Khepri - Auto delete queues after a network partition are stuck / down #14527

luos · 2025-09-11T09:41:52Z

luos
Sep 11, 2025

Describe the bug

Hi,

We were testing out Khepri and noticed that some auto-delete durable queues can become unavailable if there is a network partition.

Reproduction steps

Create a 3 node cluster, 4.1.3, with Khepri enabled
Create an auto-delete, (transient or durable) queue with a consumer on NODE-1
Create a fully partitioned NODE-1
Observe the queue going to the ‘down’ on NODE-2 and NODE-3
Consumer gets disconnected from NODE-1
Restore the network for NODE-1
Queue shows “running” state but cannot function. It can be deleted manually.
On re-declaration, the operation fails with a not_found exception:

2025-09-11 08:40:24.537518+00:00 [error] <0.2066.0> Channel error on connection <0.2057.0> (172.31.31.98:18500 -> 172.31.22.178:5672, vhost: '/', user: 'testuser'), channel 1:
2025-09-11 08:40:24.537518+00:00 [error] <0.2066.0> operation queue.declare caused a channel exception not_found: failed to perform operation on queue 'cq-1' in vhost '/' due to timeout
2025-09-11 08:40:24.869547+00:00 [warning] <0.2057.0> closing AMQP connection <0.2057.0> (172.31.31.98:18500 -> 172.31.22.178:5672 - perf-test-configuration-0, vhost: '/', user: 'testuser', duration: '1M, 2s'):

Expected behavior

Auto delete queue is deleted on majority partition because it lost the consumer.

Additional context

Answered by dumbbell

Sep 30, 2025

After several iterations, I could improve the fix I prepared for a similar issue with exclusive queues. It’s available in #14573.

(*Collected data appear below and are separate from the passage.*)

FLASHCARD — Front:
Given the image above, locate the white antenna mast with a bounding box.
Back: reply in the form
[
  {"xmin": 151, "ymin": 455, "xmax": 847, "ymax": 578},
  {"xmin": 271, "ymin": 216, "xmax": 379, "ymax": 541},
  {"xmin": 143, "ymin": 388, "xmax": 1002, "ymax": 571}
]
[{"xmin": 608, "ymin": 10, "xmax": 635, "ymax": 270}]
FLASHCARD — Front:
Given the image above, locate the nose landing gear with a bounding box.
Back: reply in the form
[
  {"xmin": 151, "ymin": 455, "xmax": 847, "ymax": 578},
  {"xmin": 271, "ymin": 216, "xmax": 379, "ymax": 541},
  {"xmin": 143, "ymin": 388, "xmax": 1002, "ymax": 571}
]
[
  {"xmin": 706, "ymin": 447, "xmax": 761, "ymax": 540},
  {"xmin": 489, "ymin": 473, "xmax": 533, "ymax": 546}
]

@luos, could you please give it a try and tell me if it is fixed for you too?

View full answer

michaelklishin · 2025-09-11T16:10:26Z

michaelklishin
Sep 11, 2025
Maintainer

@luos I don't have any logs to work with but very likely this comes down to the fact that

Node 1 is in the minority, so it won't be able to perform any schema database updates
Queue recovery entirely depends on the data it gets from the schema database

So this is not an issue with the implementation, this is a fundamental incompatibility of non-replicated durable queues and Khepri's fundamental assumptions that stem from Raft (a node in a minority cannot perform any writes).

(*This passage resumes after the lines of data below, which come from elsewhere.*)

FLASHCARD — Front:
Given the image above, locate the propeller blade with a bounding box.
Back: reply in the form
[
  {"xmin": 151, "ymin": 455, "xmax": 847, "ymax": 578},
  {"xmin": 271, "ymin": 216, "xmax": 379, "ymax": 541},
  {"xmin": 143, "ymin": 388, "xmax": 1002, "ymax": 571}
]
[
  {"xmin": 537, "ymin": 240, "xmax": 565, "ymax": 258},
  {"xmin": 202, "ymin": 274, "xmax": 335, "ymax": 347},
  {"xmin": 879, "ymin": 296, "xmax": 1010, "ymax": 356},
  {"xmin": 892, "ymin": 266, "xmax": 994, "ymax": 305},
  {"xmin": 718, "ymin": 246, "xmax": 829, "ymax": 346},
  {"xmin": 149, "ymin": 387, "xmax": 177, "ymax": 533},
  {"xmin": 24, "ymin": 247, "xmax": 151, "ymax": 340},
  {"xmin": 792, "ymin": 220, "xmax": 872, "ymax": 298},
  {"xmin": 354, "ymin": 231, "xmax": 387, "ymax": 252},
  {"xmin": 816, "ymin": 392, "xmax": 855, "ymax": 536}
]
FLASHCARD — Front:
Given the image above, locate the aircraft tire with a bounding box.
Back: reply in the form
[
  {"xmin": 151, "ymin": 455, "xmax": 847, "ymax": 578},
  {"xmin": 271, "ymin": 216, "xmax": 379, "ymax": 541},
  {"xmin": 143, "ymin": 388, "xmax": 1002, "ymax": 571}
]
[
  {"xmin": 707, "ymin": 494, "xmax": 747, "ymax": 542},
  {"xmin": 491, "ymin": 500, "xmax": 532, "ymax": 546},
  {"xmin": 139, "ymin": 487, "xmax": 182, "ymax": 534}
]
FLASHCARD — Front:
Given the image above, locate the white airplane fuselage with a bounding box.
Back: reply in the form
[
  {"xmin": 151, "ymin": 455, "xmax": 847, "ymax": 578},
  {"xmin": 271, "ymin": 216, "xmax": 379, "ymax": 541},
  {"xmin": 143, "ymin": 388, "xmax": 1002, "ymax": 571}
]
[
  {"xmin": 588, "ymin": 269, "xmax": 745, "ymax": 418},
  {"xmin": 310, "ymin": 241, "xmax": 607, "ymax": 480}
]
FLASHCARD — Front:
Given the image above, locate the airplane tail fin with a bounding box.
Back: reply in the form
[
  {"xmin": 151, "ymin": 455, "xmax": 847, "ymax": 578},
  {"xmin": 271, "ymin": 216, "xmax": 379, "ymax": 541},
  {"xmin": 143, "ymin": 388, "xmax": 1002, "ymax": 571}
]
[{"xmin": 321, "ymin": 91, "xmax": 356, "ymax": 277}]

You are welcome to investigate this further to have a more detailed description of what's going on.

0 replies

michaelklishin · 2025-09-11T18:28:16Z

michaelklishin
Sep 11, 2025
Maintainer

@luos @dumbbell suggests that we have seen this before with exclusive CQs, and it is pending an investigation but currently there are higher priority Khepri improvements.

1 reply

dumbbell Sep 11, 2025
Maintainer

The Khepri improvements being worked on are to address the issue with exclusive queues. I don't know if this will fix anything with auto-delete (unlikely).

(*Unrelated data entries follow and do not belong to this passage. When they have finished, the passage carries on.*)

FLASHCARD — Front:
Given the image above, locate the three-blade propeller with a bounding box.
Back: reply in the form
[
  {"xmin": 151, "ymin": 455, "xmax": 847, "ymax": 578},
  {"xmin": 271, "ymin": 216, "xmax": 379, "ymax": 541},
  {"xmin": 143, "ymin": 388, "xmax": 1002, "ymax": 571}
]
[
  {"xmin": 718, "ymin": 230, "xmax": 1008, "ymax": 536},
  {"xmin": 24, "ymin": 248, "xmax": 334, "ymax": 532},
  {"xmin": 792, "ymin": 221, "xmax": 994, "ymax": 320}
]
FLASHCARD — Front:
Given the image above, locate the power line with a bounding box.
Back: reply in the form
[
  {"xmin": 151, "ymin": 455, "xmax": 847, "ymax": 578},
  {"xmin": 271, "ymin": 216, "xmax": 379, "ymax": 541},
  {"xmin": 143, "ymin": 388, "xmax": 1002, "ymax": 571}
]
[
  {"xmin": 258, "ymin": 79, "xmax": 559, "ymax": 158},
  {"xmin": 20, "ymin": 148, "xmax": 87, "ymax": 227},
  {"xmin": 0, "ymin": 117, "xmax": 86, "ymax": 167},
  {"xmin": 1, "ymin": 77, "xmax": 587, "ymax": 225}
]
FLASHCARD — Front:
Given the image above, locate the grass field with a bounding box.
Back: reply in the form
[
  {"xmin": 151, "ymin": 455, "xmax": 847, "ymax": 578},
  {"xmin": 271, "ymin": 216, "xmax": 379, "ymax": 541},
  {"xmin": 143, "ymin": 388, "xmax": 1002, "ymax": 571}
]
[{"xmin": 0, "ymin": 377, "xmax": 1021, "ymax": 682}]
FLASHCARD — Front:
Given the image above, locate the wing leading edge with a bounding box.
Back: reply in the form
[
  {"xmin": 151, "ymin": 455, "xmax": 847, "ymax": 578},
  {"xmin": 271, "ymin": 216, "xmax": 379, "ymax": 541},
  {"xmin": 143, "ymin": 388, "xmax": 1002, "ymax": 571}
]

kjnilsson · 2025-09-11T19:48:54Z

kjnilsson
Sep 11, 2025
Maintainer

I would expect the auto delete queue to stay running until it is able to perform the meta data store update to delete itself.

4 replies

kjnilsson Sep 12, 2025
Maintainer

Quorum queues have a similar issue when a delete happens on a khepri minority

rabbitmq-server/deps/rabbit/src/rabbit_quorum_queue.erl

Lines 885 to 930 in 403e5aa

    
           case ra:delete_cluster(Servers, Timeout) of 
        
               {ok, {_, LeaderNode} = Leader} -> 
        
                   MRef = erlang:monitor(process, Leader), 
        
                   receive 
        
                       {'DOWN', MRef, process, _, _} -> 
        
                           %% leader is down, 
        
                           %% force delete remaining members 
        
                           ok = force_delete_queue(lists:delete(Leader, Servers)), 
        
                           ok 
        
                   after Timeout -> 
        
                           erlang:demonitor(MRef, [flush]), 
        
                           ok = force_delete_queue(Servers) 
        
                   end, 
        
                   notify_decorators(QName, shutdown), 
        
                   case delete_queue_data(Q, ActingUser) of 
        
                       ok -> 
        
                           _ = erpc_call(LeaderNode, rabbit_core_metrics, queue_deleted, [QName], 
        
                                         ?RPC_TIMEOUT), 
        
                           {ok, ReadyMsgs}; 
        
                       {error, timeout} = Err -> 
        
                           Err 
        
                   end; 
        
               {error, {no_more_servers_to_try, Errs}} -> 
        
                   case lists:all(fun({{error, noproc}, _}) -> true; 
        
                                     (_) -> false 
        
                                  end, Errs) of 
        
                       true -> 
        
                           %% If all ra nodes were already down, the delete 
        
                           %% has succeed 
        
                           ok; 
        
                       false -> 
        
                           %% attempt forced deletion of all servers 
        
                           ?LOG_WARNING( 
        
                             "Could not delete quorum '~ts', not enough nodes " 
        
                              " online to reach a quorum: ~255p." 
        
                              " Attempting force delete.", 
        
                             [rabbit_misc:rs(QName), Errs]), 
        
                           ok = force_delete_queue(Servers), 
        
                           notify_decorators(QName, shutdown) 
        
                   end, 
        
                   case delete_queue_data(Q, ActingUser) of 
        
                       ok -> 
        
                           {ok, ReadyMsgs}; 
        
                       {error, timeout} = Err -> 
        
                           Err 
        
                   end

kjnilsson Sep 12, 2025
Maintainer

We could perhaps reduce some of these by making the meta data store update for deletes having two phase:

Update queue record with deleting status
Perform actual delete
Remove queue record

If 1 fails we don't proceed with the rest or enter a retry loop. Ofc partitions can happen between 1 and 3 but it is much less likely to occur.

luos Sep 12, 2025
Author

Hi,

Thanks for reviewing this.

I think this may be a problem in case let's say the node hosting the AD queue simply crashes as well - in which cases the live process never comes back so it can not delete itself. (I haven't tested this, maybe there is some cleanup on restart). I'd also "guess" that it's relatively common to have a partition and a node crash at the same time, which means the process is no longer alive.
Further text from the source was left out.